Complessa congiuntura
storica e specifica situazione letteraria suggeriscono la ripresa del tema politico in libri,
riviste e dibattiti, ma ciò che colpisce è il fatto che il rapporto tra
letteratura e politica analizzato in varie sedi e circostanze non parta dalla
registrazione di una produzione engagée,
bensì della sua assenza, a cui segue di norma l’invito a riprendere una
direzione da tempo abbandonata. Un’impressione del genere emerge anche dal
numero 10 della rivista a cadenza annuale edita da Anton G. Leitner, il cui
tentativo di mediare qualità e pubblico iniziato dieci anni fa appare
definitivamente riuscito. Sia nella parte antologica, come al solito di ottimo livello,
che in quella critica (con interventi, tra gli altri, di Enzensberger e Johano
Strasser), si ha quindi spesso l’impressione di una forzatura, impressione
intensificata dal fatto che l’approccio degli autori al tema è di natura
assolutamente eterogenea. In un’altra ottica questa eterogeneità può
rappresentare invece proprio il lato interessante dell’antologia che cerca di
coprire le tendenze più varie della poesia tedesca contemporanea, dalle
presenze ormai abituali dei ‘maestri’ (Friederike Mayröcker, Kurt Marti, Günter
Kunert tra gli altri), passando per la generazione dei trenta-quarantenni (Jan
Koneffke, Dieter M. Gräf, Albert Ostermeier, Tanja Dückers) fino ai più giovani
(Nora Bossong).
Un po’ in ritardo
sembrerebbe invece arrivare il numero 11 della rivista, dedicato al binomio
Poesia/Pop, le cui relazioni sono presentate, descritte e indagate da una
decina d’anni in numerose riviste e antologie. Ma «Das Gedicht» affronta
(provocatoriamente?) la questione sotto un aspetto quasi esclusivamente
musicale- ludico (assumendo a motto il verso di Albert Ostermeier «lass mich
deine jukebox / sein») che permette l’inserimento nella sezione antologica di
componimenti certo molto distanti dai temi pop standardizzati.
Non mancano però alcuni eredi della vera e propria tradizione pop
– che in Germania passa in particolare per i lavori degli anni
’70 di Rolf Dieter Brinkmann – dal citato Ostermeier a Stan Lafleur a Helmut
Krausser. Segnaliamo, oltre ai consueti interventi saggistico-poetologici (in
tono minore in questo numero), una ricca sezione di recensioni che pur nella
brevità dei contributi consegna un affidabile riassunto critico dell’anno
poetico trascorso.
[Paolo Scotini]
SCHREIBHEFT, Zeitschrift für Literatur, Nr. 60, 2002, € 10,50,
Rigodon- Verlag, Nieberdingstr. 18, D – 45147 Essen.

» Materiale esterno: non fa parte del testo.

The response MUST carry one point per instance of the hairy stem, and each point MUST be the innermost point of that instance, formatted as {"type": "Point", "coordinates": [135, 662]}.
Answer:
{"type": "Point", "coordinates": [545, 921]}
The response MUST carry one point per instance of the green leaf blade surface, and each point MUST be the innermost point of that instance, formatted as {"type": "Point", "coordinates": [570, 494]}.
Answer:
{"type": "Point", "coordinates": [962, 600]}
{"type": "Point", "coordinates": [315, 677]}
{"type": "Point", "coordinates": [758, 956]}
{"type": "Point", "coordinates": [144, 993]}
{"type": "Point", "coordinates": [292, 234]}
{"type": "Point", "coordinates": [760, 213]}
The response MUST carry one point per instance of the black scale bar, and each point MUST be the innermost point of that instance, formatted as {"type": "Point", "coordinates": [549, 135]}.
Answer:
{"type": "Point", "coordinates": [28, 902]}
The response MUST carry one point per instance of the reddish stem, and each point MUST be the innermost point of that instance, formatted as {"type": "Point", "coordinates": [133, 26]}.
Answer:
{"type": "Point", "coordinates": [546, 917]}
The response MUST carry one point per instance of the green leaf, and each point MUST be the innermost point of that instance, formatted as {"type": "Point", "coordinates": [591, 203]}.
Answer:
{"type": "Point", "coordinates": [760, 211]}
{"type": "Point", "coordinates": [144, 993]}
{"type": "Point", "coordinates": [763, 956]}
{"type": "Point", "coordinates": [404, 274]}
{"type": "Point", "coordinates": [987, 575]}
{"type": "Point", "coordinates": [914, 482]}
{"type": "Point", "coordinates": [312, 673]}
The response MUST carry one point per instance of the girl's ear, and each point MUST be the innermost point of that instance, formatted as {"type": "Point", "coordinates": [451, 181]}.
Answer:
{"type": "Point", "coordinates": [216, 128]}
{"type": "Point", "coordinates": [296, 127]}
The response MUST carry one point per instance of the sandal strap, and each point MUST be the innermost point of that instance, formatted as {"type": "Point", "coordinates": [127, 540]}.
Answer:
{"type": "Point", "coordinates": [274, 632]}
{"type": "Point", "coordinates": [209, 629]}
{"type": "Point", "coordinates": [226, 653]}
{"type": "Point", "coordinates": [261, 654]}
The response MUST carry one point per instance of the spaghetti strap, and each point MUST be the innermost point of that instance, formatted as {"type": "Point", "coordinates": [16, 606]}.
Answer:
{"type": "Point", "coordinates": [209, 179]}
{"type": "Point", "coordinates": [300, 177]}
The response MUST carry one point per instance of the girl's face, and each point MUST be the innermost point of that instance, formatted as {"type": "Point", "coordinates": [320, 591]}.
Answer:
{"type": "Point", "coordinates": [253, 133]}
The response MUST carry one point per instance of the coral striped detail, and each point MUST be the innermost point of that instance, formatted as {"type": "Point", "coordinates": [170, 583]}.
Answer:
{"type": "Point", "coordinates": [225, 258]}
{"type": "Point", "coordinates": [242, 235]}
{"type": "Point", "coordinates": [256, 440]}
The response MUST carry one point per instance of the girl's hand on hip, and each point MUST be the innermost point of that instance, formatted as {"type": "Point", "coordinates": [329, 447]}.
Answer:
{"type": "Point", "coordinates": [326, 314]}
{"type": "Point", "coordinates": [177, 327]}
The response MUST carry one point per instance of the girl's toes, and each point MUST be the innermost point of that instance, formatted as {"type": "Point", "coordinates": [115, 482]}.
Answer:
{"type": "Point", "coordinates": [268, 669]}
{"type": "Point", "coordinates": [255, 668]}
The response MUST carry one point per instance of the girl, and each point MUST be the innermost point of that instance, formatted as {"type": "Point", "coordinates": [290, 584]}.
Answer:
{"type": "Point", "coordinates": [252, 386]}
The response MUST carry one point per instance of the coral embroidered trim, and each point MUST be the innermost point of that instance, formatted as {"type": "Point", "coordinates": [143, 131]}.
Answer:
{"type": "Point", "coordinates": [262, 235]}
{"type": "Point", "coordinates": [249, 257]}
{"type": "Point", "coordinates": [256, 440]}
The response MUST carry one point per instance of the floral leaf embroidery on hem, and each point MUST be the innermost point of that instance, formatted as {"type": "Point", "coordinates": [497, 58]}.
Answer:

Dedicato, secondo il motto Leave
us alone, alle giovani generazioni di narratori del mondo di lingua
inglese dedite alla riflessione postmoderna sull’autoreferenzialità della
costruzione testuale quale «fabbrica delle citazioni», il numero si presenta
come una interessante piattaforma di discussione, in cui ai materiali letterari
si accompagnano interviste con gli autori – Ben Marcus, Lydia Davis (commentata
dal poeta Michael Hofmann), David Markson. A questo colloquio partecipano da
parte tedesca, in una sorta di variazione sul tema, i testi della sezione
poetica di autori come Marcel Beyer, che con le terzine di Don
Cosmic consegna un omaggio al mondo del reggae e al principio musicale
del dub quale riferimento essenziale di una poetica incentrata sul ritmo, Ulf
Stolterfoht, portavoce della componente più specificamente
filosofico-linguistica, e il giovane Uwe Tellkamp, di cui viene presentato qui
il poema Nautilus, una sorta di enciclopedico viaggio attraverso il
motivo stesso del viaggiare, alla ricerca delle nuove possibilità dell’epos
nella poesia contemporanea.
[Monica Lumachi]
ZWISCHEN DEN ZEILEN, Eine Zeitschrift für Gedichte und ihre Poetik. N.
19, Dezember 2002, € 10,00 N. 21, Elf Widerstandsnester,
kompiliert von Ulf Stolterfoht, Mai 2003, € 17,00. Urs
Engeler, Dorfstrasse 33, CH - 4057 Basel.
Il numero 19 della rivista
di poesia e poetica edita da Urs Engeler propone – come era già avvenuto in
passato – la giustapposizione di opere di autori in lingua straniera e dei loro
traduttori, lasciando quindi un implicito spazio di verifica e confronto di
interessi e affinità. I due autori presentati, di lingua francese, sono Luca
Ghérasim, poeta di origine rumena suicidatosi nel 1994, e Jude Stéfan, nelle
traduzioni rispettivamente di Mirko Bonné – di cui segnaliamo la recente
uscita, presso DuMont, del volume di poesie Hibiskus Code – e
Martin Zigg. Oltre agli interventi poetici e poetologici dei due traduttori il
volume è completato da componimenti inediti di Arne Rautenberg e Lutz Seiler –
autore tra i più rilevanti degli ultimi anni – che presenta nel ciclo altes
objekt uno scavo storico legato all’approccio diretto con gli oggetti
che segna significativamente anche il lavoro di altri poeti di lingua tedesca.
Un’antologia ‘d’autore’ è
quella proposta invece nel numero 21 della rivista, curata da Ulf Stolterfoht,
già noto per i suoi cicli fachsprachen pubblicati dallo
stesso editore della rivista, Urs Engeler. Il sottotitolo Elf
Widerstandnester (11 sacche di resistenza) e lo slogan pop
da guerriglia metropolitana «All killa! No filla!», gridato da
un adesivo giallo in copertina, indicano pur con una certa autoironia la
volontà di attribuire un valore criticocombattivo all’istituto poetico, che
passi innanzitutto per una radicale elaborazione linguistica. Dai lunghi poemi post
Beat di Paulus Böhmer all’esplorazione storico- geografica di Bert
Papenfuß, fino alle sestine grafico-foniche di Oskar Pastior e ai giardini di
Oswald Egger l’antologia rappresenta un documento eterogeneo quanto
interessante di una poesia che non intende rinunciare a una valenza
provocatoria e di ‘intervento’, ma che soprattutto vuole porsi – sulla scia
delle avanguardie – come rottura formale rispetto ai vari discorsi
standard-tradizionali. In tal senso questa antologia sembra continuare e
integrare quella per alcuni versi simile (e con due autori ‘in comune’) curata
da Thomas Kling per la rivista «Akzente» nel 1996. La tendenza alla radicalizzazione
linguistico-filosofica che pur nelle sue varianti è emersa in ambito tedesco
negli ultimi anni si pone come un documento letterario estremamente
interessante. Ma sono evidenti anche i limiti di una impostazione che carica il
fattore linguisticoformale di valenze che per una serie di ragioni
(storico-sociali) esso non possiede più. Una riflessione critica – e
autocritica – su questi punti sarebbe auspicabile.